Considering the designation of beneficiary executed by Clarence Law in June 1973, in light of the law and regulation cited above, there is no doubt that it was properly executed. The laws and regulations in effect at that time required only that the form be executed by Mr. Law, that it be in writing, that it be witnessed, and that it be received in Mr. Law's employing office before his death. The June 1973 designation met all of those requirements. Further, the office administering the FEGLI has determined that this form was the only one properly executed and filed. Although Helen Law argues that Mr. Alley was a friend of Mary Law and was for that reason not a proper witness, there is no such disqualification, as to relationship in the law or regulations; and, any such relationship generally affords no basis for an allegation of impropriety, e.g., fraud in the witness, and specifically in this case. We note that the record reveals that Mr. Alley was also a friend of Clarence Law and was his supervisor at work, and presumably carried out his intent to witness and no more. Thus, we find no basis in the record for any suggestion that Mr. Alley was not a proper witness. Further, the "primary reason for having a witness is to establish the intent of the insured and ensure that the act is voluntary." O'Neal v. Gonzalez, 653 FSupp. 719, 722 (S.D. Fla. 1987). As Mr. Law survived for almost ten years after the designation of Mary Law as his beneficiary, and four years after he married Helen Law, there can be little doubt that his act was voluntary and that Mary Law was his desired beneficiary.
In regard to the contention that the correction on the form somehow invalidated the designation, we find no authority supporting this argument, and as noted above, such a requirement exceeds the legal or regulatory requirements for a proper designation. Further, adoption of this contention would be to exalt form over substance as well as to misstate the requirements of the law.
Accordingly, we find that Mary Law was properly designated as the beneficiary of Clarence Law's FEGLI in June 1973, and would be entitled to summary judgment on this basis unless a different beneficiary was thereafter designated.

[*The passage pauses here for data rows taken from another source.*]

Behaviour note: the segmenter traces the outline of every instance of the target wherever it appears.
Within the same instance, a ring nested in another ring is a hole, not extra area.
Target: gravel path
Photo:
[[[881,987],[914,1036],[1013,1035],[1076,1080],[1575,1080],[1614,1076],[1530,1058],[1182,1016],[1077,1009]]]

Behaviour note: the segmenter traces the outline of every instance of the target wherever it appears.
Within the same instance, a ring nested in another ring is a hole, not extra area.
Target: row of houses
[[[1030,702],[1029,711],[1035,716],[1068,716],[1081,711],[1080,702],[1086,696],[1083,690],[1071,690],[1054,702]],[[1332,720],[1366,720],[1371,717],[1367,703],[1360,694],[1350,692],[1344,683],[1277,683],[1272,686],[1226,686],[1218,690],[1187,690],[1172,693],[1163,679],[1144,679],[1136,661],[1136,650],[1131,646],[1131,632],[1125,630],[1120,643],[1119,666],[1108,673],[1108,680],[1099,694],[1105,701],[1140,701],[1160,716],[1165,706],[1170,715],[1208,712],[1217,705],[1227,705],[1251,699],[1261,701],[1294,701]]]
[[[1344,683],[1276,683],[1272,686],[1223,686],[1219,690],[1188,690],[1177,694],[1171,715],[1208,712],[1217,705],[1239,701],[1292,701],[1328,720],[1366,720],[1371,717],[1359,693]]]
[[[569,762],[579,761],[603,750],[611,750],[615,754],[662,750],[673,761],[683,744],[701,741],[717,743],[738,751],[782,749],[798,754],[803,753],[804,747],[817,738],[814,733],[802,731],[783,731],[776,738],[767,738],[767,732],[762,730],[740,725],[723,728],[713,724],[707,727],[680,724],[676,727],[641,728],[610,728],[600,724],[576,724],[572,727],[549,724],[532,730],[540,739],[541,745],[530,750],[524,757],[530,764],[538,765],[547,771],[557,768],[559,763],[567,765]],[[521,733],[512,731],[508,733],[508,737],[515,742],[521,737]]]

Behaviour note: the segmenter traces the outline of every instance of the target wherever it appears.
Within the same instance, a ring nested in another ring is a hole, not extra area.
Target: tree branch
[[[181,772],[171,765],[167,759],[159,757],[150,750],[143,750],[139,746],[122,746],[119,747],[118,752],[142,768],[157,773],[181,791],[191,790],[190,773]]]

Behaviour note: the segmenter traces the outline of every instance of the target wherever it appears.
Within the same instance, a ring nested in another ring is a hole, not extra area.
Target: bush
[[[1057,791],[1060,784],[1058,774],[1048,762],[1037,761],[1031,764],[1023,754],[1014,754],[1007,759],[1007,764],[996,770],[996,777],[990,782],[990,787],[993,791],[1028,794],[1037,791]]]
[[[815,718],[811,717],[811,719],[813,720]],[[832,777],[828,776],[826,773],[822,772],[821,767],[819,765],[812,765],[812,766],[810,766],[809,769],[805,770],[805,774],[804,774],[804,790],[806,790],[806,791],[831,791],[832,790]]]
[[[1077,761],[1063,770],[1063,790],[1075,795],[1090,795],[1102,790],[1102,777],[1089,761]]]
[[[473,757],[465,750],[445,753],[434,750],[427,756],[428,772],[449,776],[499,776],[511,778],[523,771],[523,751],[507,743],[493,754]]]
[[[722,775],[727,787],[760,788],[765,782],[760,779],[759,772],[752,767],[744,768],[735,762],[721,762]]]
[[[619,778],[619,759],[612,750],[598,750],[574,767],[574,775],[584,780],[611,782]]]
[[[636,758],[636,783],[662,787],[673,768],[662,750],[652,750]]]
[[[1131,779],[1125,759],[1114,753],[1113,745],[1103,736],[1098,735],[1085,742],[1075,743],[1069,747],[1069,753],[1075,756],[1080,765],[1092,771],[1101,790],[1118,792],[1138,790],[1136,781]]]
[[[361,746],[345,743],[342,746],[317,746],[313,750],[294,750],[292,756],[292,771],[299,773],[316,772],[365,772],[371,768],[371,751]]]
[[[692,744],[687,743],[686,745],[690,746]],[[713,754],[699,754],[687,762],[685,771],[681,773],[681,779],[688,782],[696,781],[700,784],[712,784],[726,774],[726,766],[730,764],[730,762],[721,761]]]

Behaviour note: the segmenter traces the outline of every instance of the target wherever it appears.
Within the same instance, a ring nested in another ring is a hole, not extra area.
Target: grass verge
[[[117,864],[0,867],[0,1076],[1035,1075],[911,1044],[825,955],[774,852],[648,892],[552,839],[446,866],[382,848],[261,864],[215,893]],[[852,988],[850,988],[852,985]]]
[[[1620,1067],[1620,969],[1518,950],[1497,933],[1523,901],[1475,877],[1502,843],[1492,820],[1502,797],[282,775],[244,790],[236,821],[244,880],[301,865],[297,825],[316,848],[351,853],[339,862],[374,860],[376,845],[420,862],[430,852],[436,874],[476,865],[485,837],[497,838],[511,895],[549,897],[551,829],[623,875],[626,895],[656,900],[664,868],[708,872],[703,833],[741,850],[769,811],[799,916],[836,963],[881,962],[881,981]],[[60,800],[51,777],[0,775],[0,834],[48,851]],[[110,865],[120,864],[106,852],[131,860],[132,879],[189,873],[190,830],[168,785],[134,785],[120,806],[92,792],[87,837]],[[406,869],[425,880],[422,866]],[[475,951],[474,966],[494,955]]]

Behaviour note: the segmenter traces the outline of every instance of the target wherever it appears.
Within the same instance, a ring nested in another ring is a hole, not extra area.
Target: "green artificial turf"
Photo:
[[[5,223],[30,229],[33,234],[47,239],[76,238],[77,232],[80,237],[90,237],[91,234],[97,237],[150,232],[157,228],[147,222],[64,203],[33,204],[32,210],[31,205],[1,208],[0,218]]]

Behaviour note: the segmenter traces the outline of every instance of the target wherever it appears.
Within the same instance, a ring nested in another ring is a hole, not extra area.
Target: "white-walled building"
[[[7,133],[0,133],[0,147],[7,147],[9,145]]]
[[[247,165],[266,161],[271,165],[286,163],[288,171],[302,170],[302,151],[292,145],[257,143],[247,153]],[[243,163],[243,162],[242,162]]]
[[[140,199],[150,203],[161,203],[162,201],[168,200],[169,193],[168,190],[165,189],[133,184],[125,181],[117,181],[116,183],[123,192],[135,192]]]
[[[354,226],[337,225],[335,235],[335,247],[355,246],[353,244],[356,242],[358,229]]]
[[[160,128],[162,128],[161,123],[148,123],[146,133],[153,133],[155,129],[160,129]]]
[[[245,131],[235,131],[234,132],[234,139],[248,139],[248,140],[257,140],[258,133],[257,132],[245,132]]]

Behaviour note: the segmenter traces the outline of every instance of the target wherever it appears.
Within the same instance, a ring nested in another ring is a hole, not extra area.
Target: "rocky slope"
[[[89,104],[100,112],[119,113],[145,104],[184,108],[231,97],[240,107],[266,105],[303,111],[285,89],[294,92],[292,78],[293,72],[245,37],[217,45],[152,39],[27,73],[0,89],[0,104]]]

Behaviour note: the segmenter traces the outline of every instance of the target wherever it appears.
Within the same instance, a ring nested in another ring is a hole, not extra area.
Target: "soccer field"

2. Helen Law argues, however, that notwithstanding the validity of the designation of Mary Law as beneficiary in 1973, she was the proper beneficiary at Clarence Law's death because he "had taken the steps he had deemed necessary in order to change the beneficiary on his annuity plan and his life insurance policy from his ex-wife Mary to his current wife Helen." As support for this proposition, she presented to the trial court what appears to be a slip of paper with various numbers and statements typed or written thereon. This slip appears to be attached to an insurance portfolio from an insurance company other than Metropolitan. Whatever these documents represent, it is obvious that even if submitted to the proper authorities now, they could not properly constitute a valid change of beneficiary under the applicable law and regulations. Further, the record establishes that the appropriate offices have searched their files and no change of beneficiary was received before or after Clarence Law's death designating Helen Law the beneficiary of his FEGLI. Under these circumstances we must conclude, as a matter of law, 5 USC 8705 (a), that there has been no proper designation or change of beneficiary submitted, and that accordingly, Helen Law is not the beneficiary of this policy.
Accordingly, as Mary Law was the only proper beneficiary of the life insurance policy, we find that the trial court erred by denying her motion for summary judgment and by granting summary judgment to Helen Law. Accordingly, we must reverse the judgment of the trial court and remand the case with instruction that summary judgment be entered in favor of Mary Law.
Pamela M. Spencer, Austin J. Kemp II, for appellee.